Le protectionnisme est une thématique qui revient régulièrement en période de crise et dont le potentiel candidat aux présidentielles 2022 Eric Zemmour semble s’être emparé. Selon Capital, l’éditorialiste défendrait à son tour l’idée d’un Buy european act, voire d’un Small business act, à l’échelle européenne. Un traité qui favoriserait notamment les entreprises et PME de l’Union, dans le cadre des marchés publics, afin de lutter contre la concurrence déloyale. Si le principe peut paraître séduisant à première vue, il est anticonstitutionnel et impossible à mettre en œuvre en pratique, en particulier au sein de l’U.E. dont les principes fondateurs reposent sur une logique de concurrence pure et parfaite.
La tentation du repli régional
À l’échelle locale, cette idée de favoriser les TPE – PME sur des commandes publiques n’est pas nouvelle mais elle s’est jusque-là toujours heurtée aux règles communautaires. Mais, au-delà de l’incompatibilité avec le fonctionnement des institutions, cette tentation du « localisme » remet en question le principe même de la compétitivité des entreprises. Elle serait même antiéconomique et contre-productive, comme le rappelait, dans La Gazette des Communes, Raphaël Apelbaum, avocat associé chez Lexcase avocats : « les PME n’ont pas besoin d’être « en dehors » de la mise concurrence de la commande publique. Bien au contraire, l’État doit permettre aux PME de pouvoir rivaliser avec leurs concurrents, et ce, dans un cadre d’égalité de traitement et non de favoritisme à leur égard. Il faut arrêter de vouloir mettre des béquilles pour apprendre à marcher. » Même son de cloche du côté d’Aurélien Tourret, Président de Caneva, pour qui ce concept de Small business act n’est bon pour personne. « Cela revient à créer des castes de marché qui, en plus d’être illégales, privent les acheteurs publics d’offres en adéquation avec leurs besoins réels, sans pour autant contribuer à faire progresser les petites entreprises sélectionnées. » Le dirigeant du cabinet expert en marchés publics accompagne notamment les PME à se doter d’outils, tels que le mémoire technique, pour être compétitives face à des concurrents plus rompus à l’exercice. Il ajoute : « si on veut une PME plus forte, il faut l’aider à grandir et non la surprotéger. Accompagnons donc ces entreprises et apprenons-leur à faire correctement, de manière à ce qu’elles soient armées pour aller se battre sur de nouveaux marchés. »

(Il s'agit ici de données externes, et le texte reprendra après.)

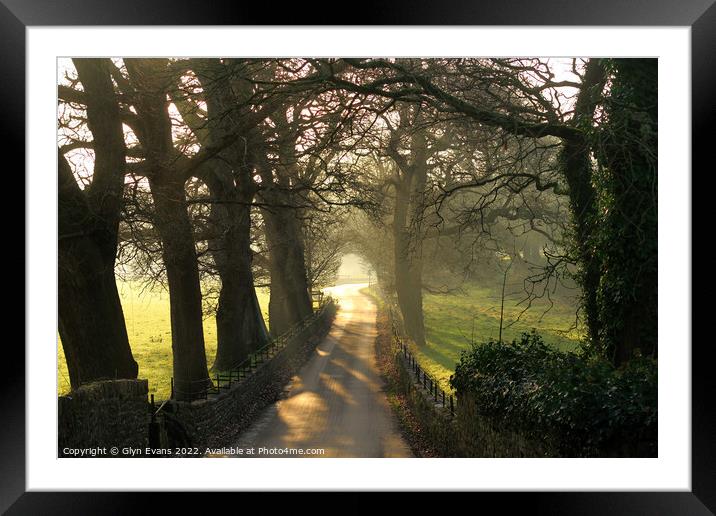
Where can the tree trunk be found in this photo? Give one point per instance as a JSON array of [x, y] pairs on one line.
[[408, 269], [91, 322], [172, 222], [577, 165], [290, 300], [629, 291], [240, 327]]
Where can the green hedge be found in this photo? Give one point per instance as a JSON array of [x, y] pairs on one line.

Ouvrir plutôt que restreindre
Par ailleurs, plutôt que de limiter certaines commandes publiques à une catégorie d’entreprises, nombreux sont ceux qui appellent à une plus grande accessibilité des appels d’offres. Comprendre : ne pas ajouter de barrières inutiles (tels que certains labels, un niveau de CA minimum, des assurances, etc.) et permettre à toutes les entreprises de répondre à la hauteur de ce qu’elles sont capables de produire. C’est d’ailleurs ce que font déjà plusieurs collectivités en ce sens. Pour illustration, la communauté d’agglomération Paris - Saclay annonçait la signature en mai 2021 d’une convention avec deux fédérations professionnelles du bâtiment (la FFB et la CAPEB). Une convention qui engage l'agglomération sur quatre volets : simplifier les marchés, communiquer sur les projets, former les entreprises à la réponse aux appels d'offres, et étudier des solutions innovantes pour faciliter l'accès des PME. Grégoire de Lasteyrie, Président de la communauté Paris-Saclay et maire de Palaiseau, indiquait en effet au journal Les Échos, vouloir revoir le format de certains appels d’offres. À titre d’exemple : « Si une commune lance un marché global pour réaliser des travaux dans dix écoles, seules les grandes entreprises pourront répondre. Si elle divise en dix lots, cela permet à beaucoup plus d'entreprises de candidater ». Des solutions concrètes, bien loin de la démagogie électorale.